In the effort to keep the planet from reaching dangerous temperatures, a hybrid approach called BECCS (bioenergy with carbon capture and storage) has a seductive appeal. Crops suck carbon dioxide (CO2) from the atmosphere, power plants burn the biomass to generate electricity, and the emissions are captured in a smokestack and pumped underground for long-term storage. Energy is generated even as CO2 is removed: an irresistible win-win. But this week, the United Nations’s climate panel sounded a warning about creating vast bioenergy plantations, which could jeopardize food production, water supplies, and land rights for poor farmers.
“Our report is kind of a reality check,” says Lennart Olsson of the Center for Sustainability Studies at Lund University in Sweden, a lead author of a special report published by the Intergovernmental Panel on Climate Change (IPCC) in Geneva, Switzerland. Instead of betting big on bioenergy, governments need to focus on the hard medicine of cutting fossil fuel use, he says. “There is no shortcut to climate change mitigation.”

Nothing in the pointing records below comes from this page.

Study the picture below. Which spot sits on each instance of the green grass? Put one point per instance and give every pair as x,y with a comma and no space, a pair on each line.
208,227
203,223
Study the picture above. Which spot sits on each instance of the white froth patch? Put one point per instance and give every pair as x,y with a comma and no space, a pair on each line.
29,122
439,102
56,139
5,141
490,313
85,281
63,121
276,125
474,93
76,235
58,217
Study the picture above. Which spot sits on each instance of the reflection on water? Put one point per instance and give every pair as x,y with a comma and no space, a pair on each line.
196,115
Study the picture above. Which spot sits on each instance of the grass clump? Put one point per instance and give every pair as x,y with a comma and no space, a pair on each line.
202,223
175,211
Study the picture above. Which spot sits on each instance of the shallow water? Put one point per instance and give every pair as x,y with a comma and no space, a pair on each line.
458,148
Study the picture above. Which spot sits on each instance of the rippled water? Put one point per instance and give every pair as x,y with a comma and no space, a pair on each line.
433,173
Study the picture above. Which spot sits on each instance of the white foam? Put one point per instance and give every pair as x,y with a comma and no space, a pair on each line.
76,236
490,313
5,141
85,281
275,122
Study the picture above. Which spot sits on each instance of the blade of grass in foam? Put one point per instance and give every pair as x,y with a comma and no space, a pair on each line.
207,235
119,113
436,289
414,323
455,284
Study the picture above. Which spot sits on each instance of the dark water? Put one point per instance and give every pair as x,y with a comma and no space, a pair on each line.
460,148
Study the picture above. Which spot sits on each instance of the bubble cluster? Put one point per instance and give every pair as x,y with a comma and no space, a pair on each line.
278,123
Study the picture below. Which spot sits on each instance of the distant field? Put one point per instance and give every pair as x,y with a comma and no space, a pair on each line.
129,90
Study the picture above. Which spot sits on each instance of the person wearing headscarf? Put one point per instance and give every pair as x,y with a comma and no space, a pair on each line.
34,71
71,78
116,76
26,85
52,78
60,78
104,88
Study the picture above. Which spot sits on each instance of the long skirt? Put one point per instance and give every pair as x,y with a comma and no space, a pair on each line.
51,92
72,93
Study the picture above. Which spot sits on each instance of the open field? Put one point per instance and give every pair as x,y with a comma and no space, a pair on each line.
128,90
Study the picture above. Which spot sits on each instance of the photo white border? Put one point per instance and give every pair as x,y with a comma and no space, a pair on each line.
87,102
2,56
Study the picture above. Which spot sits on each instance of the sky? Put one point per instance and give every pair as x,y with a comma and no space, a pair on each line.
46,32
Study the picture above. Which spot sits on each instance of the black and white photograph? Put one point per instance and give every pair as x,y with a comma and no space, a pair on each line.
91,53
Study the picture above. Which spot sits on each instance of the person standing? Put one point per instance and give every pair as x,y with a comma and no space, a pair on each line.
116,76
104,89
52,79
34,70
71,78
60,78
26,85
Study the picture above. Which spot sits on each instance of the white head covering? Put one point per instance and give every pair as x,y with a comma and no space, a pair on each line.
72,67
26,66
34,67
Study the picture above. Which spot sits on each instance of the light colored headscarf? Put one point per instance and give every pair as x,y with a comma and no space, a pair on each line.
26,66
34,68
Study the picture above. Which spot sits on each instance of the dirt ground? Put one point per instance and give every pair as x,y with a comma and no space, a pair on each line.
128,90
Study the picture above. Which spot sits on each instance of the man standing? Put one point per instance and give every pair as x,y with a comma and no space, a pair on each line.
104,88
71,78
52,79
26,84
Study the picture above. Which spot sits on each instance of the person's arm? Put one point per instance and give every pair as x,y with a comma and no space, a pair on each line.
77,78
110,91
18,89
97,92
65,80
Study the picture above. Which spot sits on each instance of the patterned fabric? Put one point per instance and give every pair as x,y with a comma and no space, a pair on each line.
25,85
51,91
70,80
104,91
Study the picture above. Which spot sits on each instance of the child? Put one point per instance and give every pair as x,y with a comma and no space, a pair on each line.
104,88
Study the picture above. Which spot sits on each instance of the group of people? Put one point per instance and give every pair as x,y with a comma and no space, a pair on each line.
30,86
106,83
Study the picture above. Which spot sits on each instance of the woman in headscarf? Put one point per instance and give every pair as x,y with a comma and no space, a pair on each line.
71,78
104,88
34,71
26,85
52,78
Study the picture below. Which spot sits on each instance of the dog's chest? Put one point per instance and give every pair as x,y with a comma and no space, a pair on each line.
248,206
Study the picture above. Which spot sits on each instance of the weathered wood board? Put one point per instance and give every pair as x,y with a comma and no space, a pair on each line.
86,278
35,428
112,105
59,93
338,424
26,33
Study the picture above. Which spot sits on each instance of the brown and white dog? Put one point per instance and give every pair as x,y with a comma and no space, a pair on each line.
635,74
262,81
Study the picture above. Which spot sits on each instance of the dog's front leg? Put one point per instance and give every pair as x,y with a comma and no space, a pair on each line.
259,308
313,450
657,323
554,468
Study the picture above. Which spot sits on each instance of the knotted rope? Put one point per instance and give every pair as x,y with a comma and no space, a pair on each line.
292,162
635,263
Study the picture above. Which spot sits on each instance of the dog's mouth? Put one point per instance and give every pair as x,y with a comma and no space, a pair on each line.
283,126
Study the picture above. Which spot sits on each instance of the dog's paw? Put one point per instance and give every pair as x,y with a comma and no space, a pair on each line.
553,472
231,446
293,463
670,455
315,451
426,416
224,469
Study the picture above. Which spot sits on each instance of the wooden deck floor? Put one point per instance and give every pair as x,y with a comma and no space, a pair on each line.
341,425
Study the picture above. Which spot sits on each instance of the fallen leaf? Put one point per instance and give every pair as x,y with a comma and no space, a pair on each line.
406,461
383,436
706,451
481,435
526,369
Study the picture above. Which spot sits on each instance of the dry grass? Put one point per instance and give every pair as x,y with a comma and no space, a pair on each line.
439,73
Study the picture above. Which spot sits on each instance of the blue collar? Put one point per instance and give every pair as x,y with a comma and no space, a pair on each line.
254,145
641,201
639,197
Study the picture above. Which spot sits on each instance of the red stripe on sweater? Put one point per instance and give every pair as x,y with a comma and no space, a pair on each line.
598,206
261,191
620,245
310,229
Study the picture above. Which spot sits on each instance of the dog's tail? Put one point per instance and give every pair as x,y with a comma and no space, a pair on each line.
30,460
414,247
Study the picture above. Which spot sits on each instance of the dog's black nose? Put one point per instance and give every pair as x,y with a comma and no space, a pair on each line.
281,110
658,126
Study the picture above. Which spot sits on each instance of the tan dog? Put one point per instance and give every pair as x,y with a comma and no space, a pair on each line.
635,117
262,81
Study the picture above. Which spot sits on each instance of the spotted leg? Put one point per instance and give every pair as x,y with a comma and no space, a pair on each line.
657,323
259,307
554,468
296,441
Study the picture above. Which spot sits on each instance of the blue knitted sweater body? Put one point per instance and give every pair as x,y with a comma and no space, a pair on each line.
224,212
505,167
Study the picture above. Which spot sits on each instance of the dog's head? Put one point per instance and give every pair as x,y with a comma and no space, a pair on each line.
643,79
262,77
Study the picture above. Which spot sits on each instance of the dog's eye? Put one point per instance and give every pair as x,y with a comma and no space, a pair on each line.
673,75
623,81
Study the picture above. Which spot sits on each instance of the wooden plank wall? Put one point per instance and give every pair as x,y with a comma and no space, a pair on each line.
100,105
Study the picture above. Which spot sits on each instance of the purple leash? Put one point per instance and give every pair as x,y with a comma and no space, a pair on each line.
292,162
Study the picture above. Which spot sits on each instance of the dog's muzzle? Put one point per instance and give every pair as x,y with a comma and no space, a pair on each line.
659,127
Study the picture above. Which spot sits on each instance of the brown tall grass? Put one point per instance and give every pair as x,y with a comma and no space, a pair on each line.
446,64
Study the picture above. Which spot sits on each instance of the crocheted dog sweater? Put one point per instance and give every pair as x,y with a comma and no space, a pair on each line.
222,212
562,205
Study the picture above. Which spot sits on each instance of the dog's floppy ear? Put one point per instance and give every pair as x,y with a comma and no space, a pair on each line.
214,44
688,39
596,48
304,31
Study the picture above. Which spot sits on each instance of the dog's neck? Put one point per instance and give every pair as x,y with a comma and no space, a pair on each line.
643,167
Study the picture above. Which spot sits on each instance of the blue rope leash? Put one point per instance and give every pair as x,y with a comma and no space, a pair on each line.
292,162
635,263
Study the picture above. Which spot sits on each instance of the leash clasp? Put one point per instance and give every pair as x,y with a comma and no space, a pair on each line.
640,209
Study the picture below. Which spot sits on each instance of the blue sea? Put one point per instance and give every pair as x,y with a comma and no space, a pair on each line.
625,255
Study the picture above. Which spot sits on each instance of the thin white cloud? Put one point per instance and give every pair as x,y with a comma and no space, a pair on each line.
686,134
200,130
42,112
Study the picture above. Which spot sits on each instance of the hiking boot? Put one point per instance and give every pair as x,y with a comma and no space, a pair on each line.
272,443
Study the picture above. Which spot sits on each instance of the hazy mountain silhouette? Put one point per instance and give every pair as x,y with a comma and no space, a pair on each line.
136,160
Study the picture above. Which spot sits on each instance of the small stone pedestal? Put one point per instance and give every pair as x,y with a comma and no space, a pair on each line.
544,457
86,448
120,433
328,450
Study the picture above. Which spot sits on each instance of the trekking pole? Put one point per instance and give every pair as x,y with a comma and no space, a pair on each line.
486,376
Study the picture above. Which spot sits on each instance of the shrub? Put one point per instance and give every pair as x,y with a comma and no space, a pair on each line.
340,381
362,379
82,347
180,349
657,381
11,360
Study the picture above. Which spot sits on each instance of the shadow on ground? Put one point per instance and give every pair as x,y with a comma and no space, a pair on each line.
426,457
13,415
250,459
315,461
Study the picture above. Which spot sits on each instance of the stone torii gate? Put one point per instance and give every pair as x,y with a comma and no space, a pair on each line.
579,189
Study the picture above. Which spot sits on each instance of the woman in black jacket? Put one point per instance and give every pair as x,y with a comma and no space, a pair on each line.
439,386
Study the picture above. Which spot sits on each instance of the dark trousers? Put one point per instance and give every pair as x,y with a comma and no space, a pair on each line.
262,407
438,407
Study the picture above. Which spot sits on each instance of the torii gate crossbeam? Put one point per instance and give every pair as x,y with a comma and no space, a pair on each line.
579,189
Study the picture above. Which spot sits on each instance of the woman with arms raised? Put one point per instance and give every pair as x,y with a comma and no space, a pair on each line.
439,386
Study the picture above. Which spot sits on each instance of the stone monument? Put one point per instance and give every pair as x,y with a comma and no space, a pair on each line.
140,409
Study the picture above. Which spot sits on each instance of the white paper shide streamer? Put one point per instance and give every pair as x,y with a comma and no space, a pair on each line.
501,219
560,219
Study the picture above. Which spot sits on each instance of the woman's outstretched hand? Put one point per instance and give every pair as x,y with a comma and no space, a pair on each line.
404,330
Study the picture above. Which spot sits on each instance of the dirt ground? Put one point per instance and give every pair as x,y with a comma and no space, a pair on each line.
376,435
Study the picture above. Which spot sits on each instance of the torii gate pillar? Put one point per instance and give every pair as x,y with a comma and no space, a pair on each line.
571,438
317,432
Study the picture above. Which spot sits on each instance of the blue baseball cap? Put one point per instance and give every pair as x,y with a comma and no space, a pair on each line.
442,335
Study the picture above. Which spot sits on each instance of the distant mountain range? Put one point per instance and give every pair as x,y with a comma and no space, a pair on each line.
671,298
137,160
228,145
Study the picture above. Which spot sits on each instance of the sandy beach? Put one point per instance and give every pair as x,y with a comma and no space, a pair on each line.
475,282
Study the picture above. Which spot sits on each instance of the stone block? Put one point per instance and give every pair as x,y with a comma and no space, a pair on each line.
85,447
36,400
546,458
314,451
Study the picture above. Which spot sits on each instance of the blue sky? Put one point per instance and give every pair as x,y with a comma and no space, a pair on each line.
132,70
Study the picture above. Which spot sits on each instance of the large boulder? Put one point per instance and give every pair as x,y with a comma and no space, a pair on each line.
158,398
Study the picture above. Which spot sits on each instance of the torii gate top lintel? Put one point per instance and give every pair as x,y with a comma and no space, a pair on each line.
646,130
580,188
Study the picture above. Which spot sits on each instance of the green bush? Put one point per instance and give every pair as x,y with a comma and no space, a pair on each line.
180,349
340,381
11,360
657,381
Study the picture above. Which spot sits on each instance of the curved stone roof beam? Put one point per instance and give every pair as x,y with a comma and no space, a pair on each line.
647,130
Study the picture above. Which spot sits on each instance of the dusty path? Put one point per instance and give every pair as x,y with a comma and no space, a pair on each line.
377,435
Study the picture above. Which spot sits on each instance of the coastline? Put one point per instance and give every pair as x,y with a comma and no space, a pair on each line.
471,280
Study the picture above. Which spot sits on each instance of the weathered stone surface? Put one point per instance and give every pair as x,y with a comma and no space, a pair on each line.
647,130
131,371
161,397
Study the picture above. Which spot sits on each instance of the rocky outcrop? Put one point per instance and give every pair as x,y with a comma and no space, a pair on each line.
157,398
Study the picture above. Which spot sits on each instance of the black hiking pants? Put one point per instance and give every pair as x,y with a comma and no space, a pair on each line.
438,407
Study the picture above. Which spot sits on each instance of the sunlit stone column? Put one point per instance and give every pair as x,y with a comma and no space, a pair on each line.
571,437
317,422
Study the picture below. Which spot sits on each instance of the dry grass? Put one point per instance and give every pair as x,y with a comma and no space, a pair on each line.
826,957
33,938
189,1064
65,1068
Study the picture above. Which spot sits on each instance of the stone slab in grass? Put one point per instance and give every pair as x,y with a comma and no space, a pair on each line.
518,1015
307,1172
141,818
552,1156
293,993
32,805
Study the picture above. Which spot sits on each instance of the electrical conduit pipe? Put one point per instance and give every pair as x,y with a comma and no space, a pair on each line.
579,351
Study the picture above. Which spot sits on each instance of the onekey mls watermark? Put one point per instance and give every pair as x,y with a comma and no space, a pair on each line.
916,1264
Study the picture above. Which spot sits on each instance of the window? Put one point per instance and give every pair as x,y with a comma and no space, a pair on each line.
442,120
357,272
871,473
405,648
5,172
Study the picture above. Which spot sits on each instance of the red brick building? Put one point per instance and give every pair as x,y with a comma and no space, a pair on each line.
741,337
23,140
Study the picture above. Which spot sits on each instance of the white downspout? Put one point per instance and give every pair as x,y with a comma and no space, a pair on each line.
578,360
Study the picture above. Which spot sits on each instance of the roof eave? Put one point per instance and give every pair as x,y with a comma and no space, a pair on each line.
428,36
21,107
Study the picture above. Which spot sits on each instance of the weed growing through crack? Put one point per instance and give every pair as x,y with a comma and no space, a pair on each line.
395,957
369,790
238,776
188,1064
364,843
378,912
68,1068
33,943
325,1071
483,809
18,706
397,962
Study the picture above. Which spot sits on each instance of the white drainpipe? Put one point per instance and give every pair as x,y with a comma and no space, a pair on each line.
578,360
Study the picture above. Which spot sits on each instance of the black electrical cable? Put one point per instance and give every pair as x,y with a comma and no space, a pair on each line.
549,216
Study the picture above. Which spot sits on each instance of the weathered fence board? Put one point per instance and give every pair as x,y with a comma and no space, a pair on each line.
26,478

The IPCC report surveys the interactions of climate, forests, and farmlands, exploring, for example, the impact of more frequent droughts on agriculture. It confirms that stopping deforestation and preserving the carbon stored in soil are key steps to fighting climate change. But because those measures alone won’t be enough to pull the planet’s climate back into the safety zone, it also examines the feasibility of BECCS, a “negative emissions” strategy that so far has only been tested at a few power plants.
In an earlier special report in October 2018, IPCC called for holding the rise in global average temperatures to no more than 1.5°C above preindustrial conditions to avoid the worst consequences of climate change. It emphasized that cutting emissions won’t be enough to reach that goal. Replacing coal with renewable energy, and significantly cutting oil and natural gas, would still leave gigatons of excess carbon in the atmosphere. BECCS could remove it, computer models suggested, if several million square kilometers—an area the size of India—were devoted to energy crops.
The new report examines the consequences of deploying BECCS on that vast scale and concludes it could “greatly increase” the demand for agricultural land. The pressure on conventional crops could compromise food security, as happened in 2007 when rising U.S. corn ethanol production contributed to a spike in food prices. (In Mexico, the price of tortillas, a staple for the poor, rose 69% between 2005 and 2011.) The bioenergy plantations could also take a toll on biodiversity—as is happening in Southeast Asia, where plantations producing palm oil for biodiesel as well as food are displacing diverse tropical forest. And they could suck up scarce water, especially in drylands, where irrigation of crops might deplete local supplies, the IPCC report says.
Olsson points out that industrial bioenergy crops can lead to the same kinds of problems as intensive food production, such as the contamination of water from excess fertilizer. Scaling up bioenergy in developing countries can also exacerbate social problems like the loss of land by small farmers, says María José Sanz Sánchez, an ecophysiologist and the scientific director at the Basque Center for Climate Change in Leioa, Spain, and a reviewer of the report. She adds that large-scale BECCS might not work as well as expected: Plantations could get destroyed by pests or turn out to sequester less carbon than expected. “If this fails, we are in a deep problem,” she says.
Some types of bioenergy are better than others, notes biogeochemist William Schlesinger, former director of the Cary Institute of Ecosystem Studies in Millbrook, New York, who was not involved in the report. Fast-growing grasses such as miscanthus and switchgrass, cultivated on marginal land, can be fermented into ethanol with minimal trade-offs, he says. But the growing practice of turning trees into wood pellets for power plants is counterproductive, he says: The trees grow back (and remove atmospheric CO2) too slowly to avoid dangerous warming. Capturing and storing the CO2 from the power plants, as envisioned in BECCS, would solve that problem, but “I don’t know anyone who can do it economically,” Schlesinger says.
Limiting the amount of land converted to bioenergy crops could lessen the unintended damage, but would also reduce any climate benefits. “There is a role for BECCS, surely, but not at the scale the models are showing,” says Rob Bellamy, an environmental social scientist at the University of Manchester in the United Kingdom.
Christopher Field, a climate scientist at Stanford University in Palo Alto, California, says it might be a mistake to invest too much in BECCS before other negative emissions technologies have a chance to mature. These include facilities that directly capture CO2 from the air at sites with smaller footprints. “It’s important that we not succumb to the lure of something like BECCS, where the cure might be worse than the disease.”